The talk frames agent building as a tooling problem: make the interfaces simpler, and everyone can build agents. But there is a deeper challenge. Building useful agents requires understanding what agents are good at, where they fail, and how to design workflows around their limitations. Simpler tools lower the technical barrier, but they do not automatically create the conceptual understanding needed to build agents that actually work.

How to interpret these claims

Sivasubramanian's talk is polished and well-structured, but several factors deserve consideration.

Platform interest

As VP of Agentic AI at AWS, Sivasubramanian has a direct commercial interest in the adoption of agentic AI. The milestones he describes align neatly with AWS's product roadmap, including Amazon Q and Amazon Bedrock. This does not make his claims wrong, but it means the framing naturally emphasizes problems AWS is positioned to solve.

Scope of the evidence

The two concrete examples in the talk, Amazon Q's API validation and Prime Video's recap tool, are both internal Amazon projects. Independent, third-party validation of these results is not presented. The 100-microsecond verification claim is impressive, but it applies to a narrow domain (structured API calls) and may not generalize to less structured agent tasks.

The optimism-reality gap

The talk closes with a sweeping vision: agents will give rise to more companies, drive medical breakthroughs, and spark discoveries. These are aspirational claims without specific evidence. The gap between "we fixed API hallucinations in our coding tool" and "agents will change everything" is significant. Listeners should weigh the concrete, verified examples more heavily than the broader predictions.

Practical implications

For developers building with agents

Automated reasoning as a verification layer is a concrete, implementable idea. If your agents interact with well-specified systems (APIs, databases, cloud services), formalizing those specifications and adding a verification step could catch errors before they reach users.

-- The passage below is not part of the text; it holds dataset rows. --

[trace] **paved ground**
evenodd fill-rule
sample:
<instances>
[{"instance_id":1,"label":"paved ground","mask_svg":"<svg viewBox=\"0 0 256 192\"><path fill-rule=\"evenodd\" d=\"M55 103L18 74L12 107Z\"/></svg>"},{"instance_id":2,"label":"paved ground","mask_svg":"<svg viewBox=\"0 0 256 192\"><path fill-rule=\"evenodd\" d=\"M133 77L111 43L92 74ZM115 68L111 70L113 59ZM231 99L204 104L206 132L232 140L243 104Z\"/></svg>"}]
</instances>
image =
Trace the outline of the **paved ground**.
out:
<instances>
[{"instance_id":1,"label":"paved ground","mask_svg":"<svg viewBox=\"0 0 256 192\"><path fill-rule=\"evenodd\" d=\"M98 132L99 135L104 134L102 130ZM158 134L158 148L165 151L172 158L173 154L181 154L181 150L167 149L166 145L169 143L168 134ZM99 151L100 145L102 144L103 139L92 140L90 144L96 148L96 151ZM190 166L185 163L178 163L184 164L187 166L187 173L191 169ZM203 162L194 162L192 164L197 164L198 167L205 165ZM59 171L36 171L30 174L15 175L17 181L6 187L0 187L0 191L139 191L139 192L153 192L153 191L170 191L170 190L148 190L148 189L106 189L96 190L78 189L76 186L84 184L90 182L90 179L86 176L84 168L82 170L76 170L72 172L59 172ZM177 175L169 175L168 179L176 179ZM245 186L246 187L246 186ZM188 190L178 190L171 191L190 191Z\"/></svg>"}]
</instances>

For organizations evaluating agent adoption

The "eager intern" analogy is useful framing for setting expectations. Agents in their current state are capable but unreliable. Planning for human review loops and structured verification is more realistic than expecting agents to work autonomously from day one.

Glossary

Term	Definition
AI agent	Autonomous software that reasons, plans, and acts on behalf of a user, unlike a chatbot that only responds to prompts.
Chatbot	A conversational AI that answers questions or follows instructions but does not take independent action.
Automated reasoning	A computer science field that uses mathematical logic to prove whether a system behaves as expected.
Neurosymbolic feedback loop	A system where AI-generated outputs are checked by a mathematical solver before execution, combining neural networks with symbolic logic.
Hallucination	When an AI generates plausible-sounding but incorrect information, such as fabricated API calls or nonexistent facts.
Digital twin	A virtual replica of a real-world system used for testing, simulation, and training.
Agentic AI	AI systems designed to take autonomous actions rather than just generate text responses.
EC2	Amazon Elastic Compute Cloud, a service that provides scalable computing capacity in the AWS cloud.